Les tunnels de contrebande se sont développés depuis qu’Israël a imposé son blocus, assisté de l’Égypte et du reste du monde, en 2007, après que le Hamas eut remporté les élections législatives à Gaza et en Cisjordanie en 2006.

L ’approvisionnement en marchandises reste bloqué. Tous les matériaux de construction doivent être introduits en contrebande, puisque Israël prétend « craindre » que le Hamas ne s’en serve pour des infrastructures militaires.

Muhammad travaille douze heures par jour avec seulement une demi-heure de pause. Le travail est tellement astreignant qu’il s’est mis à prendre, comme beaucoup d’autres ouvriers des tunnels, de l’antalgique Tramadol. Mais il dit que c’est rapidement devenu une addiction.

« J’ai cessé de manger. J’ai cessé de boire » dit-il. « Tout ce que je voulais, c’était prendre mon Tramadol et bosser comme un âne. Mais après un moment ça n’agissait plus et j’ai augmenté la dose. Alors un jour je me suis évanoui dans le tunnel. Je portais un grand sac de farine. J’ai eu une attaque, j’ai perdu conscience. Alors j’ai décidé d’arrêter ».

Muhammad dit que pendant les deux mois suivants il n’a pratiquement pas dormi ni parlé à qui que ce soit. Il dit qu’il a même tenté de s’étrangler. Maintenant il se dit guéri mais il préférerait faire n’importe quel autre travail. Il espère que la promesse faite dans l’accord de cessez-le-feu du mois dernier – rouvrir les passages et faciliter la liberté de mouvement – sera tenue.

Ce n’est toujours pas le cas aujourd’hui. Mais le cessez-le-feu a au moins rapporté un petit bénéfice à Majdouline. Auparavant Israël – qui disait craindre les trafics d’armes – n’autorisait pas les bateaux de pêche à dépasser 2 miles (5,5 km) de la côte. A présent, la limite a été étendue à 6 miles(11 km) selon son bon vouloir,alors que pour la loi maritime internationale Gaza a accès à 22 miles nautiques.

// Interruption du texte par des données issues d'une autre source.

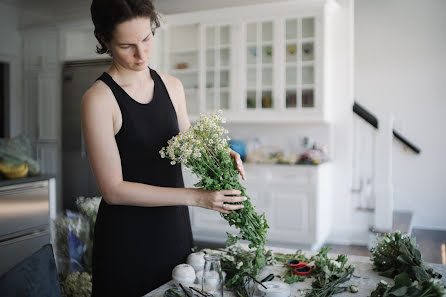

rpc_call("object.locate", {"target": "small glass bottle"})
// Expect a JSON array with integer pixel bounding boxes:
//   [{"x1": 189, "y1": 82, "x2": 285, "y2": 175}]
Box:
[{"x1": 202, "y1": 254, "x2": 224, "y2": 297}]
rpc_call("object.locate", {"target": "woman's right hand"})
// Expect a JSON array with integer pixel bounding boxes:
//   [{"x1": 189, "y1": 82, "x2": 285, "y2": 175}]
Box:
[{"x1": 196, "y1": 189, "x2": 246, "y2": 214}]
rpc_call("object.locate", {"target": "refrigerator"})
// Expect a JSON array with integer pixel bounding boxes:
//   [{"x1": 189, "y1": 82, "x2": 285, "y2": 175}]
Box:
[{"x1": 61, "y1": 60, "x2": 111, "y2": 210}]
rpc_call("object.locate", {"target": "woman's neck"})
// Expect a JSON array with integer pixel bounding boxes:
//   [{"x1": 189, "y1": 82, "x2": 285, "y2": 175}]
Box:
[{"x1": 107, "y1": 62, "x2": 151, "y2": 86}]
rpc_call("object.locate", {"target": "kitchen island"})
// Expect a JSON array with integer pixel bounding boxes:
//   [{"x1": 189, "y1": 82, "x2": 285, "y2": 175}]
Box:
[{"x1": 143, "y1": 245, "x2": 446, "y2": 297}]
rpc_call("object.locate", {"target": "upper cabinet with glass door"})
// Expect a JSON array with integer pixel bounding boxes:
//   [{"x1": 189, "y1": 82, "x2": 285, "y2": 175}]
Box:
[
  {"x1": 163, "y1": 0, "x2": 346, "y2": 123},
  {"x1": 204, "y1": 24, "x2": 232, "y2": 113},
  {"x1": 285, "y1": 17, "x2": 316, "y2": 110},
  {"x1": 245, "y1": 21, "x2": 274, "y2": 111},
  {"x1": 166, "y1": 24, "x2": 201, "y2": 115}
]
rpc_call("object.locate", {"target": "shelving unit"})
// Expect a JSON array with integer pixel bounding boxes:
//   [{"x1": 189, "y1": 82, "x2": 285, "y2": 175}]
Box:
[
  {"x1": 162, "y1": 1, "x2": 333, "y2": 123},
  {"x1": 284, "y1": 17, "x2": 316, "y2": 109}
]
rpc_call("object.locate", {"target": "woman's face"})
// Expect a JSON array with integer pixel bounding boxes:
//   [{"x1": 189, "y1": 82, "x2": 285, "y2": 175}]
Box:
[{"x1": 108, "y1": 17, "x2": 154, "y2": 71}]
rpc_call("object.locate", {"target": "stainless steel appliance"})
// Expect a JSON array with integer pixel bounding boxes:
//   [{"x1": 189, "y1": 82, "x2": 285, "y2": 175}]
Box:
[
  {"x1": 0, "y1": 180, "x2": 51, "y2": 276},
  {"x1": 62, "y1": 60, "x2": 111, "y2": 210}
]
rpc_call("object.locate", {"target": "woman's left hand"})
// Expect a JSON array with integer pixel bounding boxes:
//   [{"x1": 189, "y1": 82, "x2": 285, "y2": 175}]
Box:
[{"x1": 230, "y1": 150, "x2": 246, "y2": 180}]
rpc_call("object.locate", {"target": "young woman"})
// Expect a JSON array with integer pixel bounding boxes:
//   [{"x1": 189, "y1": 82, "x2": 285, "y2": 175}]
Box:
[{"x1": 83, "y1": 0, "x2": 246, "y2": 296}]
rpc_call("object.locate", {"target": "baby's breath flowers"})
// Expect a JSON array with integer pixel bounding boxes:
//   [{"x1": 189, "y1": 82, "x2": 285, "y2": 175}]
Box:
[{"x1": 160, "y1": 110, "x2": 269, "y2": 294}]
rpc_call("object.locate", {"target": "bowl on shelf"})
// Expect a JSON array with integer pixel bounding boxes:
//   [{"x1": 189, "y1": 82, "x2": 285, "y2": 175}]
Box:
[{"x1": 176, "y1": 63, "x2": 189, "y2": 69}]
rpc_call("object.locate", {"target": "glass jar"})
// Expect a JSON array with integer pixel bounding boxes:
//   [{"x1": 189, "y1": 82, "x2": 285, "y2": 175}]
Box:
[{"x1": 202, "y1": 254, "x2": 224, "y2": 297}]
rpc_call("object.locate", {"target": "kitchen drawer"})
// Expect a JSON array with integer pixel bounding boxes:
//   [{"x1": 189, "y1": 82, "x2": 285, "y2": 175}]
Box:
[
  {"x1": 0, "y1": 181, "x2": 49, "y2": 239},
  {"x1": 245, "y1": 163, "x2": 317, "y2": 185}
]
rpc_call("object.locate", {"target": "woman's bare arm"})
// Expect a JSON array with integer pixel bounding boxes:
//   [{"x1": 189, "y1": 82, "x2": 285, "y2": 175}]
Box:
[{"x1": 80, "y1": 82, "x2": 244, "y2": 214}]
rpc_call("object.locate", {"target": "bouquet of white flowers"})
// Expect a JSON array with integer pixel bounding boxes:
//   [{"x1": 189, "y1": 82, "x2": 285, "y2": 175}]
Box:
[{"x1": 160, "y1": 111, "x2": 269, "y2": 296}]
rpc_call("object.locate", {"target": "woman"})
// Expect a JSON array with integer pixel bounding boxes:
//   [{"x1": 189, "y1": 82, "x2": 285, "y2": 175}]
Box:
[{"x1": 82, "y1": 0, "x2": 246, "y2": 296}]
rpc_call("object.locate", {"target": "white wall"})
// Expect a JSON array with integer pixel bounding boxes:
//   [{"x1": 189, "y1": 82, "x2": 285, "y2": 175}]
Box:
[
  {"x1": 0, "y1": 2, "x2": 23, "y2": 136},
  {"x1": 355, "y1": 0, "x2": 446, "y2": 229}
]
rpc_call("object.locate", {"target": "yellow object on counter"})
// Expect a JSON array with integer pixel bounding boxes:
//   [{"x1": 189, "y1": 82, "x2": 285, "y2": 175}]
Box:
[{"x1": 0, "y1": 161, "x2": 29, "y2": 179}]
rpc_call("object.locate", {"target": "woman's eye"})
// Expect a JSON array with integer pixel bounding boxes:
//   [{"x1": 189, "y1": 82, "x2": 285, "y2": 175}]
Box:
[{"x1": 120, "y1": 46, "x2": 130, "y2": 49}]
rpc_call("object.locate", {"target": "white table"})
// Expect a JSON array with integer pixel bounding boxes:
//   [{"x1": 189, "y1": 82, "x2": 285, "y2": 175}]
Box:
[{"x1": 143, "y1": 246, "x2": 446, "y2": 297}]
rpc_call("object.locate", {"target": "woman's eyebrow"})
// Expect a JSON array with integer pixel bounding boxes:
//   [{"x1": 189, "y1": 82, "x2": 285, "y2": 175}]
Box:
[{"x1": 118, "y1": 33, "x2": 152, "y2": 46}]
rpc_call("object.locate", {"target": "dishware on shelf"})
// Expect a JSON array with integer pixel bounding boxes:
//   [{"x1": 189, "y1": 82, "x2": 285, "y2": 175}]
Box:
[
  {"x1": 202, "y1": 254, "x2": 223, "y2": 297},
  {"x1": 172, "y1": 264, "x2": 196, "y2": 286},
  {"x1": 176, "y1": 63, "x2": 189, "y2": 69},
  {"x1": 287, "y1": 45, "x2": 296, "y2": 55}
]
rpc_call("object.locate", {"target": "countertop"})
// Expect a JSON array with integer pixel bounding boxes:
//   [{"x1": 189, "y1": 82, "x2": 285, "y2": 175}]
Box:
[
  {"x1": 144, "y1": 245, "x2": 446, "y2": 297},
  {"x1": 0, "y1": 174, "x2": 55, "y2": 188}
]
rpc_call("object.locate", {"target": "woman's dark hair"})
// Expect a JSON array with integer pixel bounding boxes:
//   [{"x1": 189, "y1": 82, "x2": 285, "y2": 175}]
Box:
[{"x1": 91, "y1": 0, "x2": 160, "y2": 55}]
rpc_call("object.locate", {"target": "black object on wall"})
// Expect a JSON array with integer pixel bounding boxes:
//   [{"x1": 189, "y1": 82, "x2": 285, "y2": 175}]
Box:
[{"x1": 353, "y1": 101, "x2": 421, "y2": 154}]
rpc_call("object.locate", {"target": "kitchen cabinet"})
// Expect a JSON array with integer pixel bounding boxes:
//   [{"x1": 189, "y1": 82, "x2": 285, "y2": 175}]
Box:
[
  {"x1": 0, "y1": 176, "x2": 56, "y2": 275},
  {"x1": 163, "y1": 0, "x2": 339, "y2": 123},
  {"x1": 184, "y1": 162, "x2": 332, "y2": 250}
]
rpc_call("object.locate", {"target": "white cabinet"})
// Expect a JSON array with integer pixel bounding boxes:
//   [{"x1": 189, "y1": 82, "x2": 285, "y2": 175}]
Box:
[
  {"x1": 185, "y1": 163, "x2": 332, "y2": 250},
  {"x1": 163, "y1": 1, "x2": 338, "y2": 123}
]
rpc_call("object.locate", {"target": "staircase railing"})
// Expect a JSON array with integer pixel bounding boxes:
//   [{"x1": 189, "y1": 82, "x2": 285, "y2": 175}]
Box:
[
  {"x1": 352, "y1": 101, "x2": 420, "y2": 232},
  {"x1": 353, "y1": 102, "x2": 421, "y2": 154}
]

Cela n’impressionne guère Majdouline : « Quand ils nous ont donné 5 km de plus, les prises ont été meilleures. Mais dans une ou deux semaines, tout le poisson sera pris. Le gros des poissons se trouvent au-delà de la nouvelle limite.

Dans sa maison familiale en moellons au camp de réfugiés de Jabalya, elle se préoccupe des réparations que nécessite le toit en amiante qui a été endommagé par les ondes de choc des attaques de missiles israéliens le mois dernier.

«  Il y a eu beaucoup d’attaques par ici » dit-elle.

Comme Muhammad, elle est née en 1994,  une année après les Accords de paix d’Oslo entre Israël et les Palestiniens en 1993.

Mais la paix lui semble plus éloignée qu’elle ne l’était pour la génération de son père.

« Tout ce que je sais c’est que nous sommes nés en guerre, que nous vivons en guerre et que nous mourrons en guerre » dit-elle.

Muhammad n’est guère plus optimiste. « J’espère que les tunnels fermeront » dit-il. « Et qu’il y aura des emplois, pour que nous puissions quitter ce genre de boulot. Mais comme vous le voyez, rien n’a changé.Ce n’est pas encore gagné ».